El entrenador reconoció que el contexto actual es muy diferente al de la temporada pasada, cuando también tuvo que asumir el equipo de manera provisional. “El año pasado entré para intentar engancharse a los puestos de playoff y ahora es para engancharse a la posibilidad de vivir”, explicó, subrayando que el objetivo ahora es la permanencia. A pesar de la posición del equipo en la tabla, Navarro insistió en que confía en el nivel de la plantilla y en su capacidad para revertir la dinámica negativa. “Creo sinceramente que hay plantilla para mucho más de lo que marca la clasificación. Tenemos futbolistas para que el equipo no sea el último”, afirmó.
El técnico considera que el principal problema del equipo no es táctico ni futbolístico, sino emocional. Según su análisis, la presión acumulada durante la temporada ha terminado por bloquear al vestuario en los momentos decisivos de los partidos. “El sentimiento es que llega el momento de competir y la presión hace pequeño o bloquea a los futbolistas”, explicó, insistiendo en que su trabajo estos días ha estado centrado en liberar mentalmente al grupo y devolverle la confianza.

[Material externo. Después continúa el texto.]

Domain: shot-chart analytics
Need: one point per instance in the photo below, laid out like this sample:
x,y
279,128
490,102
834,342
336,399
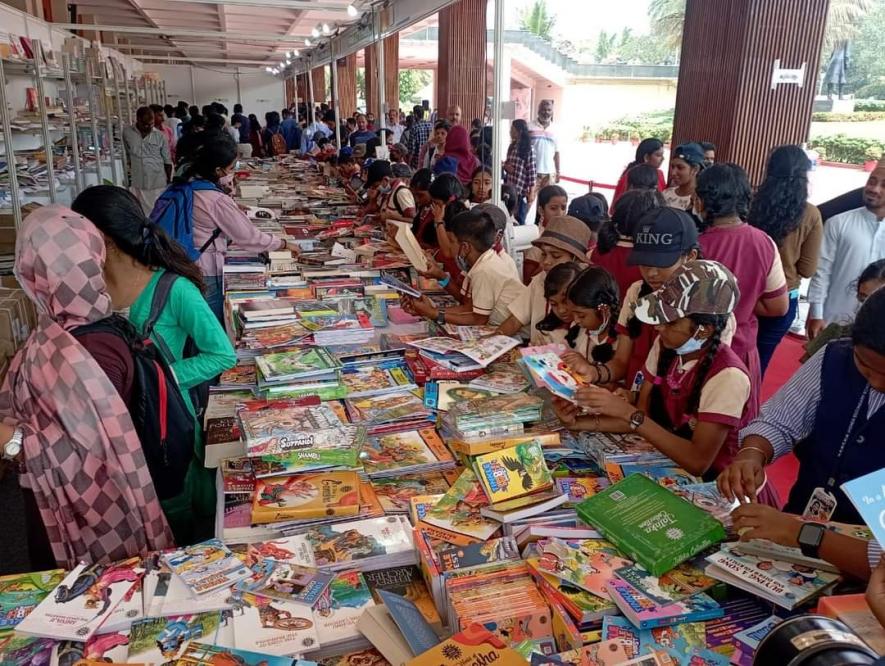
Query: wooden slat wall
x,y
461,73
347,85
724,93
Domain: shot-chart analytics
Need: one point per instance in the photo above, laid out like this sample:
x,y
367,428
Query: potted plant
x,y
872,155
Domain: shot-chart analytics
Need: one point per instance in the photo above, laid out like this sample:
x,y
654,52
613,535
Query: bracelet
x,y
765,459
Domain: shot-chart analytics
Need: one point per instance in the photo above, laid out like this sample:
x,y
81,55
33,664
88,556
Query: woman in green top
x,y
138,253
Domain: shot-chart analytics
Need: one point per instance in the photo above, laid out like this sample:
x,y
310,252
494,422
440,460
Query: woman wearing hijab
x,y
457,157
84,474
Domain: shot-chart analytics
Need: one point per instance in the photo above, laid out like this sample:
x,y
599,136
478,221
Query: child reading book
x,y
552,203
490,283
564,240
697,396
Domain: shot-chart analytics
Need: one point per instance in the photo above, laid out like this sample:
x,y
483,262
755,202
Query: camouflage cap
x,y
698,287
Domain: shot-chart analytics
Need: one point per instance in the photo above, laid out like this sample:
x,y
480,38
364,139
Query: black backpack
x,y
159,413
199,394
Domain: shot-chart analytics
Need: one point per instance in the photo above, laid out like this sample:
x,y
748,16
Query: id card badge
x,y
821,506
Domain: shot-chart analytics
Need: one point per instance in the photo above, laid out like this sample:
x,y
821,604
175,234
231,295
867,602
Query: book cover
x,y
206,654
352,542
645,614
262,624
415,629
164,639
394,493
21,593
679,583
288,582
206,566
650,524
588,569
407,582
471,646
305,496
328,448
83,601
459,509
340,607
386,454
580,488
782,583
514,472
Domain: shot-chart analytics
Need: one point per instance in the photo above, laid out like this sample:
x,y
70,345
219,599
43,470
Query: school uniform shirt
x,y
725,395
676,201
492,285
615,262
852,241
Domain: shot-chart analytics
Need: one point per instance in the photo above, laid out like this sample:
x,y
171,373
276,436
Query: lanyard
x,y
831,482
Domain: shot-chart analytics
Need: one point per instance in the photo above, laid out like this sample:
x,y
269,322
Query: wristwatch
x,y
810,537
14,446
637,418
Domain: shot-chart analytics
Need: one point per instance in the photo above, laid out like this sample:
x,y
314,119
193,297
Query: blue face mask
x,y
690,346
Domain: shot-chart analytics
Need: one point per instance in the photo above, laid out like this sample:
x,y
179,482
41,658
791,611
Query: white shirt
x,y
546,145
852,241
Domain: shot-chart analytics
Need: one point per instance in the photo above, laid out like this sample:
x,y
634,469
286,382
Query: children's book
x,y
162,640
206,654
588,569
679,583
306,496
338,448
473,645
782,583
650,524
579,488
206,566
262,624
83,601
288,582
459,509
407,582
395,492
415,629
643,612
21,593
342,604
513,472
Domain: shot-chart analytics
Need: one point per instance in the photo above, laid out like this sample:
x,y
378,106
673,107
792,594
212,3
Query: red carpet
x,y
783,364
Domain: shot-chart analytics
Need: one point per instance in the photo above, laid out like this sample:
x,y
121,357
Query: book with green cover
x,y
650,524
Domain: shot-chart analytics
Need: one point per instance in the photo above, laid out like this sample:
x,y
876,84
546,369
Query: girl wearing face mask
x,y
217,220
697,396
593,301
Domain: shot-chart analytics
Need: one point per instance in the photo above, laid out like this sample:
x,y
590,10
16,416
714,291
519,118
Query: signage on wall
x,y
787,76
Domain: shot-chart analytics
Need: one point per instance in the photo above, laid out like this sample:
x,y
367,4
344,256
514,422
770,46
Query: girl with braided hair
x,y
697,396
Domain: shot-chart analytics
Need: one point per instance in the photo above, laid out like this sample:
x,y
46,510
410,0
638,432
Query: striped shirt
x,y
788,417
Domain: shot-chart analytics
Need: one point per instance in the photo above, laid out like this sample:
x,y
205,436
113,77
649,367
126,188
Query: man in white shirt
x,y
545,144
150,163
852,241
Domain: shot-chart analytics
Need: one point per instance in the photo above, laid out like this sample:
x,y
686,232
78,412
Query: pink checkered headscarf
x,y
82,457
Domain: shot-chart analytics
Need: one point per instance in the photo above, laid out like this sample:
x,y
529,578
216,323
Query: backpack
x,y
159,413
174,212
199,394
278,144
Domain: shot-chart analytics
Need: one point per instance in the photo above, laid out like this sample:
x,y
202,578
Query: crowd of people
x,y
670,303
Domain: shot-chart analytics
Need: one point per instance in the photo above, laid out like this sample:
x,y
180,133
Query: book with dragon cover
x,y
513,472
306,496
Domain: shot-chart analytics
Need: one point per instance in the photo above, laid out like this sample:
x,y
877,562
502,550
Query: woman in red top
x,y
649,151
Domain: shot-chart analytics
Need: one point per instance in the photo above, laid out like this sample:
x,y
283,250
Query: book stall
x,y
393,491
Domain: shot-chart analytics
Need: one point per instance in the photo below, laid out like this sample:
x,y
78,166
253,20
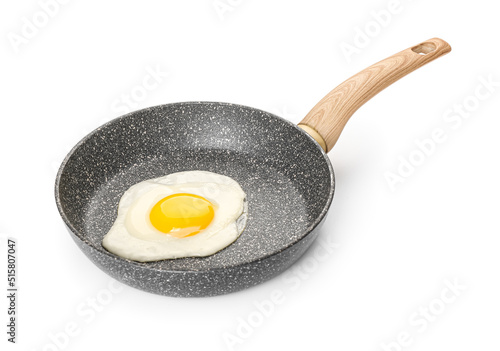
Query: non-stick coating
x,y
288,180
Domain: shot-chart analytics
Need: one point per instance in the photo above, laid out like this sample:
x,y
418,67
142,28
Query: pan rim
x,y
144,265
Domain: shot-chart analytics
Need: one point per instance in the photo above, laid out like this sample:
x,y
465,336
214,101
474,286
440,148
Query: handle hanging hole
x,y
424,48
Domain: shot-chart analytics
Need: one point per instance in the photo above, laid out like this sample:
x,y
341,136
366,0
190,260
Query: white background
x,y
390,253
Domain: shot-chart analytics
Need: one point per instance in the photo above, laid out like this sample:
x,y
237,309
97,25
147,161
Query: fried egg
x,y
185,214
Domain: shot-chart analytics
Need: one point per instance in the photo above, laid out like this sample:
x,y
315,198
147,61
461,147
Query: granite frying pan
x,y
282,167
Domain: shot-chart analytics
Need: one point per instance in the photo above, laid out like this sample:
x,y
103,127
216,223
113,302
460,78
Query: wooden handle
x,y
330,115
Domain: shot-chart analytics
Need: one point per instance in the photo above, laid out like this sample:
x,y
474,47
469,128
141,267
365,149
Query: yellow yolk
x,y
182,214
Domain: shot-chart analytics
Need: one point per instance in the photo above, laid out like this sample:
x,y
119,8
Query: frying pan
x,y
283,168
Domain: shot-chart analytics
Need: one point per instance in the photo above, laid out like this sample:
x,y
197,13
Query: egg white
x,y
132,235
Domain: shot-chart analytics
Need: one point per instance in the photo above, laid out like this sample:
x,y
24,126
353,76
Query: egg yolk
x,y
182,214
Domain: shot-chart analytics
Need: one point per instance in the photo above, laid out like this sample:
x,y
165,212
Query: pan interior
x,y
287,178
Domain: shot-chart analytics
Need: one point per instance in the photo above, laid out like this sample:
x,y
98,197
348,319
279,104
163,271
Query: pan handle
x,y
327,119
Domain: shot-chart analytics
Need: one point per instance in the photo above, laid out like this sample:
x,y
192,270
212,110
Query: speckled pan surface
x,y
288,180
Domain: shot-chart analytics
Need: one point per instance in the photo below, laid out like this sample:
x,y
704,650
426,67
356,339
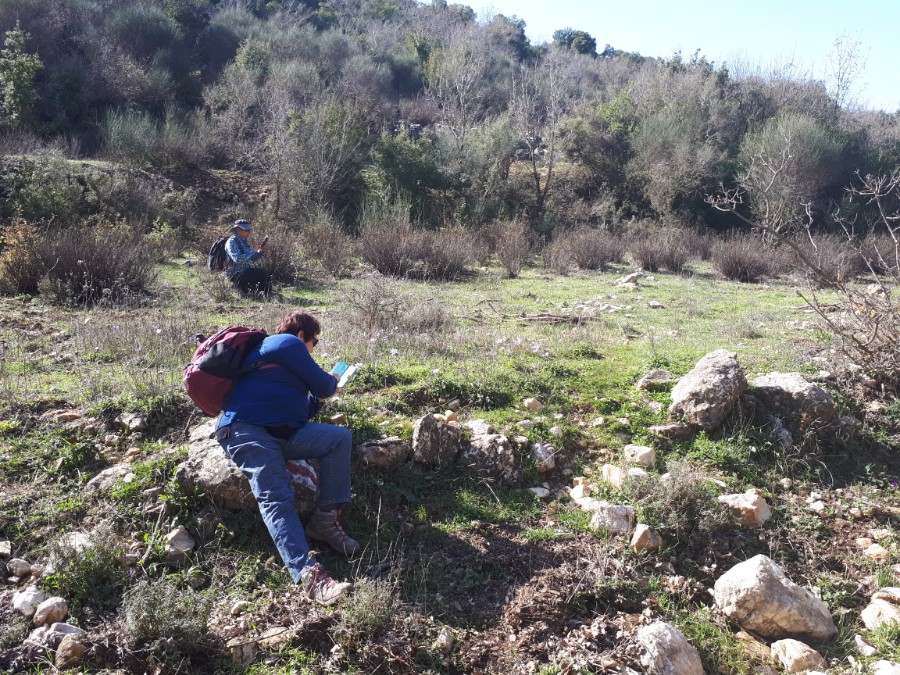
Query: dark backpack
x,y
217,257
217,364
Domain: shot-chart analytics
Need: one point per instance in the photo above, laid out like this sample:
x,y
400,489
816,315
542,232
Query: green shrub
x,y
164,617
655,250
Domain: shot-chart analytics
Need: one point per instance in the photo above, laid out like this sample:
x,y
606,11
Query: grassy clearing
x,y
461,553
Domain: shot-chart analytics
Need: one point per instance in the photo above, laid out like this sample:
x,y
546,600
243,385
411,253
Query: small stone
x,y
18,567
444,641
26,602
51,610
645,538
612,519
179,544
750,509
532,404
640,454
797,657
70,652
864,647
545,456
580,491
877,552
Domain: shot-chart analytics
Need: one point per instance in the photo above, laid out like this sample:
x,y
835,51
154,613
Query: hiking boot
x,y
326,526
320,587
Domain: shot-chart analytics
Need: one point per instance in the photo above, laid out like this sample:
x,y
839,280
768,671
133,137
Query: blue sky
x,y
757,34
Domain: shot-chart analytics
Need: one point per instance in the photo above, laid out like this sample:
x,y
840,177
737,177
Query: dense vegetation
x,y
338,105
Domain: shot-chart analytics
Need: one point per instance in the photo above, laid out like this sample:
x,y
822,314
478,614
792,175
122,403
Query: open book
x,y
345,371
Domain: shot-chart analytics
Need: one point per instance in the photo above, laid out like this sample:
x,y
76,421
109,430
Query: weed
x,y
91,578
164,617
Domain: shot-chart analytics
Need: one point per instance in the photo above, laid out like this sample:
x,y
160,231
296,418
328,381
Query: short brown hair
x,y
297,321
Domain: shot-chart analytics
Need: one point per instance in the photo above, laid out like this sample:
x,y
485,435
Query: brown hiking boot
x,y
320,587
326,526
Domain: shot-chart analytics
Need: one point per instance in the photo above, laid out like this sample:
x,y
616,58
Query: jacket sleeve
x,y
290,353
239,251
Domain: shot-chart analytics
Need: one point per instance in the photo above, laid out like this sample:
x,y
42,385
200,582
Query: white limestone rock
x,y
612,519
797,657
51,610
758,595
27,601
749,508
640,454
707,394
667,652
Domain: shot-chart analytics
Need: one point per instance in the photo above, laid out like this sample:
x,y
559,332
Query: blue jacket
x,y
278,392
240,255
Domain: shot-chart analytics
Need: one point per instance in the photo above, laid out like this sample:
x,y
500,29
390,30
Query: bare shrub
x,y
78,266
698,243
446,253
595,249
513,247
685,505
557,255
21,260
389,243
659,249
279,258
323,241
741,257
868,323
426,317
376,305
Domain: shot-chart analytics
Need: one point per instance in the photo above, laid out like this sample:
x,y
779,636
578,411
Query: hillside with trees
x,y
339,105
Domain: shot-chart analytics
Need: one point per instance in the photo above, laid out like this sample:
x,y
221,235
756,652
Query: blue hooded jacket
x,y
277,393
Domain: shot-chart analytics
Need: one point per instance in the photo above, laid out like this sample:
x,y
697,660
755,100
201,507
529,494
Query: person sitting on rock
x,y
265,423
241,255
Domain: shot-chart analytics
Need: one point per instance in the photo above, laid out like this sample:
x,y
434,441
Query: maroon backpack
x,y
217,364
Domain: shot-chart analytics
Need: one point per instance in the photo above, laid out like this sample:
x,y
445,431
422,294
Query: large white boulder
x,y
707,394
802,406
758,595
667,652
435,443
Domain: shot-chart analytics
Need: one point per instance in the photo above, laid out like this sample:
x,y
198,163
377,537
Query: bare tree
x,y
537,109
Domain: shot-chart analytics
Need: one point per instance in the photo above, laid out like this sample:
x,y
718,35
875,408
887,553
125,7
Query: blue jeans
x,y
261,458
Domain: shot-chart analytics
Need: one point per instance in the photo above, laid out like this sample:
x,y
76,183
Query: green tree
x,y
578,40
17,72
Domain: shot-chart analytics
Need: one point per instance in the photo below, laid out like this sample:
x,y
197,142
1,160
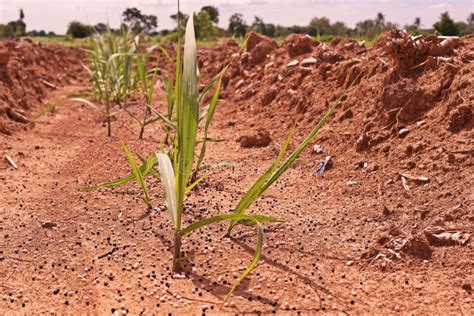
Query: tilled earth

En ese sentido, Navarro ha trasladado al vestuario una idea muy concreta: dejar de mirar la clasificación y centrarse únicamente en el siguiente partido. “No hay que mirar la distancia con la salvación. Tenemos catorce peldaños por delante y hay que concentrarse en el primero, que es Cádiz”, señaló. Para el entrenador, cambiar la forma de interpretar la situación puede ser clave para que el equipo vuelva a competir. “Estamos a siete u ocho victorias de la salvación y quedan catorce partidos. Si lo miras así, es mucho más asequible”, añadió.
El técnico también quiso hacer un llamamiento a la unidad de todo el entorno del club en este tramo final de temporada. Navarro insistió en que la permanencia solo puede lograrse desde el esfuerzo colectivo de todos los estamentos del Zaragoza. “La salvación no va a pasar por mí ni por un jugador concreto. Va a pasar por nosotros: el club, los jugadores, el cuerpo técnico, la afición y todo el entorno”, explicó.
En su discurso dejó además una imagen muy gráfica de la situación actual del equipo. “Ahora mismo lo que tenemos que hacer es salir de la UCI. Luego llegar al hospital y después volver a la calle”, dijo para describir el proceso que el Zaragoza necesita recorrer para salvar la categoría. Para Navarro, la clave pasa por recuperar la ambición y competir con orgullo en cada partido. “Pies para correr, cabeza para pensar y corazón para sentir. Sin corazón no sirve de nada todo lo demás”, concluyó.